I believe that everyone should have the opportunity to learn or to further their understanding of this art, as a result fees are by donation but I would hope this will reflect what you feel they are worth and your financial circumstances. If you are interested then contact me to start a dialog.
Sessions comprise of two core components.
The first component is called chan si gong, which translates as silk reeling exercises. These are a type of qigong (chi kung) that is specifically designed to teach tai-chi movement and will allow you to begin to develope your body in the unique way of the internal arts. They allow me to pass on my understanding of the 'six harmonies motion' movement system that tai-chi employs. They are both extensive and comprehensive and are interspersed with joint loosening exercises which open the body to the flow of energy that these exercises develop.
Traditionally exercises such as these would be the starting point for all new students, who would only be allowed to progress to learning a form when some degree of ability and understanding had been developed. This ensures that when a form is learnt the body movement is done correctly, preventing errors from becoming ingrained. As a stand alone system they allow tai-chi to be learnt without doing martial based movements.
The video below shows edited extracts of Master Zhang Xue-Xin performing the comprehensive chan si gong he taught me. YouTube will then recommend additional clips from the same source which when combined demonstrate the complete sequence.
I add to these some of the highly detailed chan si gong taught to me by Chen Xiao-Wang such as this one being taught here by Chen Bing.

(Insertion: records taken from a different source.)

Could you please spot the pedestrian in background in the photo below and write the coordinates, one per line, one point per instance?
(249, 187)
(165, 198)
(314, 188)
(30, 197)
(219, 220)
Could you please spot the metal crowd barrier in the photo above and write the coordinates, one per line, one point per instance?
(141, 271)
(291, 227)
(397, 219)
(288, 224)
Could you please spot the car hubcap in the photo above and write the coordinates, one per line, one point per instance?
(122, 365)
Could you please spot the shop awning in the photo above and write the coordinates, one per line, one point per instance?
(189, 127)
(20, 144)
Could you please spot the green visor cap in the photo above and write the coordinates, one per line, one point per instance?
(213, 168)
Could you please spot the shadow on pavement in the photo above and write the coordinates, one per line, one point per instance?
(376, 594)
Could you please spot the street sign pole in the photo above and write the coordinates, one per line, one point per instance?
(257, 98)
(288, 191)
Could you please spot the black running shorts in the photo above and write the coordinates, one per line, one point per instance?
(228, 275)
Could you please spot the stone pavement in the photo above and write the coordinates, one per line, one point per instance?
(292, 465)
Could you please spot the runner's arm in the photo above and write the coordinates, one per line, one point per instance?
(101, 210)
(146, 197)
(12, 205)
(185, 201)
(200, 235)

To gain the full benefit of these exercises you have to understand how to move correctly.
The second component is a 'foundation form' which is what people commonly recognise as tai-chi; a sequence of interconnected flowing movements performed predominantly in slow motion. This builds on the elemental knowledge developed in the chan si gong.

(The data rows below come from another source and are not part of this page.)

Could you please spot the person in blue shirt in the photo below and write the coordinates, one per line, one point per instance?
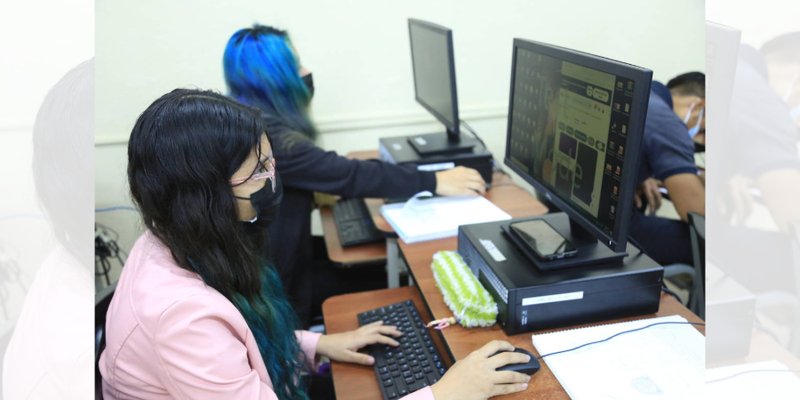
(674, 116)
(262, 69)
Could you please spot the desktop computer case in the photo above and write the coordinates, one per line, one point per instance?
(397, 150)
(529, 299)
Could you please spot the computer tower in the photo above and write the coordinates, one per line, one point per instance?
(530, 299)
(397, 150)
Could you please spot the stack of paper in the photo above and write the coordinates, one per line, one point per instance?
(420, 220)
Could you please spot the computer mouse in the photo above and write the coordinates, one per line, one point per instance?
(526, 368)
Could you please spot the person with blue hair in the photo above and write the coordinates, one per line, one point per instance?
(262, 69)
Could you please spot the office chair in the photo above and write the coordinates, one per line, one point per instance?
(697, 233)
(696, 271)
(101, 303)
(786, 299)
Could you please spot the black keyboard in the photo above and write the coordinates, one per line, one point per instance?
(354, 223)
(414, 364)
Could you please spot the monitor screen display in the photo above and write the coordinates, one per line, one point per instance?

Depending on preferences and level of ability the form taught is one of the following.
Laojia translates as 'old frame' and describes the earliest known forms of tai-chi chuan. Yi lu means first path, meaning the first form learned in the system. Yi lu's are the foundation forms that underpin the entire system and as such remain important throughout ones development. They characterise tai-chi in that they are comprised mainly of slow movements. The lao jia yi lu is one of the oldest known tai-chi forms and is the form that all the first sets of all the major styles have developed from. It is over 200 years old and is an amalgamation and evolution of several 250 - 300 year old forms devised by Chen Wang-Ting the originator of Chen style tai-chi; with many of the movements being far older than that.
The lao jia yi lu has all the benefits of the shorter forms but is a much greater physical work out. It is far more complex, longer and more athletic than modern tai-chi forms, making it more demanding and far more rewarding. It is an excellent vehicle for developing a comprehensive understanding of six harmonies motion and introduces more advanced techniques such as 'fajing'.
This is a shorter Chen style form that is based on the first half of the lao jia yi lu making it a good starting point to build on. It is less demanding than the lao jia yi lu; the more challenging movements of which are contained within its second half.
Derivations of this form are the most commonly taught tai-chi forms today and are suitable for all ages and abilities. This gentle exercise emphasis relaxation, softness and posture. It develops a calm mind and can be considered as meditation in motion.